Status: sedang berlangsung
Genre:Cinta Seiring Waktu / Romansa Fantasi / Bad Boy
Popularitas:1.1k
Nilai: 5
Nama Author: @Caramel_Machiato

Febian memiliki tetangga baru seorang wanita, awalnya Febian tidak tertarik sedikitpun kepada wanita itu hingga akhirnya semuanya pun berubah

Karya ini diterbitkan atas izin NovelToon @Caramel_Machiato, isi konten hanyalah pandangan pribadi pembuatnya, tidak mewakili NovelToon sendiri

BAB 13

" Gue suka sama lo, gue ga tau kapan perasaan itu ada. " Fabian kembali mengulangi ucapannya

" Gue mau nanya sesuatu Bian "

" Apa ? Lo mau nanya apa ? "

" Waktu itu gue ga sengaja denger temen lo ngomong kalau lo sering tidur sama cewek lain, bahkan yang gue denger katanya setelah lo dapetin apa yang lo mau lo bakal ninggalin cewe itu. "

" Temen gue ? Siapa ? "

" Gue ga tau siapanya, yang jelas dia ngomong kayak gitu.

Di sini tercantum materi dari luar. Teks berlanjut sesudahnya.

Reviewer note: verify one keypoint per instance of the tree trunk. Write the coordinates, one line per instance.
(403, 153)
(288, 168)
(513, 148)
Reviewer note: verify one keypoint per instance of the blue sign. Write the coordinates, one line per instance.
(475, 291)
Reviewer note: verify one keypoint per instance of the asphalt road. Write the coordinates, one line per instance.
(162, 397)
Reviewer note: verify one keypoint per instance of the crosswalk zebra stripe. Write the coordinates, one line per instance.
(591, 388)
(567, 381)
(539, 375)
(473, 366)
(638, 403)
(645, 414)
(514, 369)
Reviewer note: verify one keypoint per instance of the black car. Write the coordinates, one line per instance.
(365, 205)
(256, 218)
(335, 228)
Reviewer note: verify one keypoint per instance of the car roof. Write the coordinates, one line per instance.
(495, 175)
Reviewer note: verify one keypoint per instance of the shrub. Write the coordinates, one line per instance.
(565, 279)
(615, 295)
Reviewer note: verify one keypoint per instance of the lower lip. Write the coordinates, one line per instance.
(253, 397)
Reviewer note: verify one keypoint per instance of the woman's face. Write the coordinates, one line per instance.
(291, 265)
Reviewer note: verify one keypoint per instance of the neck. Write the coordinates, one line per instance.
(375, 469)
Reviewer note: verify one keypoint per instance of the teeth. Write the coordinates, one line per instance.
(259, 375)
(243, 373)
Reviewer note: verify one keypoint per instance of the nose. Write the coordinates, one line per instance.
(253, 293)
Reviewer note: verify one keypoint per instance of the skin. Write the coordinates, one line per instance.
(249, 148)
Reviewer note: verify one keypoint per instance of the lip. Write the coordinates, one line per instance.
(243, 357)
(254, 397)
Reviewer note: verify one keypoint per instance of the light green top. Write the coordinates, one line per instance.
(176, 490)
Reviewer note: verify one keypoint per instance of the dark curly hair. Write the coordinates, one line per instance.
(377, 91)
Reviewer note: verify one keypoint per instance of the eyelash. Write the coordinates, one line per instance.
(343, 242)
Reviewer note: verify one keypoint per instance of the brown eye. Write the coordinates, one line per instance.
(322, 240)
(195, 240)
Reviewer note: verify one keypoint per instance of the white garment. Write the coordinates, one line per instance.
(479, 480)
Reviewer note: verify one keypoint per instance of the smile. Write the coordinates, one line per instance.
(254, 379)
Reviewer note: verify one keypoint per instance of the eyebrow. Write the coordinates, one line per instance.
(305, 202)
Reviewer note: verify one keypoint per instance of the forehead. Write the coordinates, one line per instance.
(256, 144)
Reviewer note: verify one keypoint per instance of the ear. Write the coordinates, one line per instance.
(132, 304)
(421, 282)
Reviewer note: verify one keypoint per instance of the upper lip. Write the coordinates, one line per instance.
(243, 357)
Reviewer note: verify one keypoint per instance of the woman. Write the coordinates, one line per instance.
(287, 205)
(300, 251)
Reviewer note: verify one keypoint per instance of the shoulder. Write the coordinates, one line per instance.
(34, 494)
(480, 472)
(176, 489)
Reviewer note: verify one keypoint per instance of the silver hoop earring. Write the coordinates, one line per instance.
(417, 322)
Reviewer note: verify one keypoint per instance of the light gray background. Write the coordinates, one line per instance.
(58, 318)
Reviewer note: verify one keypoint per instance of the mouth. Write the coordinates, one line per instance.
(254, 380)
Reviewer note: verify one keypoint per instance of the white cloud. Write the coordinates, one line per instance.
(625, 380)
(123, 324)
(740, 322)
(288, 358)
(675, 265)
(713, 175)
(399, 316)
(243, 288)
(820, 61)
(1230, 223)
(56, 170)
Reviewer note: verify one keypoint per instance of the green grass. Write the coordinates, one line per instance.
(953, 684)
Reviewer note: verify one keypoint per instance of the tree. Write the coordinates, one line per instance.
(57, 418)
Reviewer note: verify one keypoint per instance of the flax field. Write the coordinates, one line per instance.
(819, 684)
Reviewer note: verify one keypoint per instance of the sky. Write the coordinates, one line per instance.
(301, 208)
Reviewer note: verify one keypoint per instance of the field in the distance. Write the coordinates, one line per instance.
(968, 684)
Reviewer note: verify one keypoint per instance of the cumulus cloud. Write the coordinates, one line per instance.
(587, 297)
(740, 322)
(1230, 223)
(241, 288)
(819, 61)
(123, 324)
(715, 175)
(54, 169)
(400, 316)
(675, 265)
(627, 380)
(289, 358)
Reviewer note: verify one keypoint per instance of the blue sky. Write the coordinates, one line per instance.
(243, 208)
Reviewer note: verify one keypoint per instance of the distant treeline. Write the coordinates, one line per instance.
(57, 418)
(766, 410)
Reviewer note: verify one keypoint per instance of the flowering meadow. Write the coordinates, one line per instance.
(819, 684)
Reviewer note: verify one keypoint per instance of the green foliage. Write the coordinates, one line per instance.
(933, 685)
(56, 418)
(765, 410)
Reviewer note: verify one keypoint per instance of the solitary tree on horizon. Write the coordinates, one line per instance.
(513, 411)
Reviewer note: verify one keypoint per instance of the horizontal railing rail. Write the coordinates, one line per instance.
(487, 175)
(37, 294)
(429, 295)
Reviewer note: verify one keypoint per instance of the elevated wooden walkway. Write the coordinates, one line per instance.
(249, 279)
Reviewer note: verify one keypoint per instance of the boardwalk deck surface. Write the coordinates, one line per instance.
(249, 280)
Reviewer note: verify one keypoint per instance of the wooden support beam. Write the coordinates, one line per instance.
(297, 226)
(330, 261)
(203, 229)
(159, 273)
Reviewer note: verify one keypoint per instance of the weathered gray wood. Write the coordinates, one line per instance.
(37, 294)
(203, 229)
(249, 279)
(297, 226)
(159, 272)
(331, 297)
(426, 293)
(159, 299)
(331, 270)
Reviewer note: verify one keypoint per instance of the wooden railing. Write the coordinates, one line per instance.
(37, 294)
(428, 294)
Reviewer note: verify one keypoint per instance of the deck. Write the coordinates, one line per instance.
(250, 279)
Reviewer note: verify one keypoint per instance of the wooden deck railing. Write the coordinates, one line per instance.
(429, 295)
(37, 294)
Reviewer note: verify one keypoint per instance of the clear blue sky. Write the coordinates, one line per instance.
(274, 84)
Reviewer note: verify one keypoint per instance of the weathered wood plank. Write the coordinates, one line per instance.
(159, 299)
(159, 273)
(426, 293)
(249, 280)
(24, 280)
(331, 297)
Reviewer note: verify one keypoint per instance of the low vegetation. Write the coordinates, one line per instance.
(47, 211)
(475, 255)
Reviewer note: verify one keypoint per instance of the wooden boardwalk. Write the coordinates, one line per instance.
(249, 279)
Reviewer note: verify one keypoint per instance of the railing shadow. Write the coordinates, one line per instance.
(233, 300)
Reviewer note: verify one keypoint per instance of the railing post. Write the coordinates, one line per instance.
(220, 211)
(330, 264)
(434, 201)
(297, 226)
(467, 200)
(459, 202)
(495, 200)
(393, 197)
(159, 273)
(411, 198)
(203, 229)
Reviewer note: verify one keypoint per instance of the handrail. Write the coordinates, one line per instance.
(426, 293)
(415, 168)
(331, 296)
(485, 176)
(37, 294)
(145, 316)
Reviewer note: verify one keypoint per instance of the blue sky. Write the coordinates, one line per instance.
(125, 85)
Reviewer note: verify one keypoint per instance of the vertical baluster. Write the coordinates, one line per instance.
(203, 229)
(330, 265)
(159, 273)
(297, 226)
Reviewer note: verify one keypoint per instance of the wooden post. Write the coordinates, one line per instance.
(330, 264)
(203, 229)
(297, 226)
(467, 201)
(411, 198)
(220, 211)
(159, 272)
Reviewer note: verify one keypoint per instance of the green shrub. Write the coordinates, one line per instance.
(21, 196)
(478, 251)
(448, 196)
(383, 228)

Katanya Bian itu blablabla "

" Bian ? tunggu lo kayaknya salah paham Dil "

" Salah paham gimana sih Bian ? "

" Yang mereka maksud itu bukan Bian gue, tapi Biantara. Dan yaa emang ada di tongkrongan gue, gue berani sumpah Dila. Ini gue ada nomornya, kalau lo ga percaya gue telpon sekarang " ucap Fabian sambil mengeluarkan ponselnya

" Engga engga, engga usah Bian. "

" Berarti selama ini lo salah paham sama gue Dil ? "

Nadila hanya diam, sedangkan Fabian ia justru tertawa.

" Makanya lain kali tuh nanya dulu Dil biar ga salah paham gini, pake pura pura punya pacar lagi "

" Ya yaudah sih Bian "

" Gue minta maaf Dil, kemarin saat ada mantan lo gue malah cuekin lo "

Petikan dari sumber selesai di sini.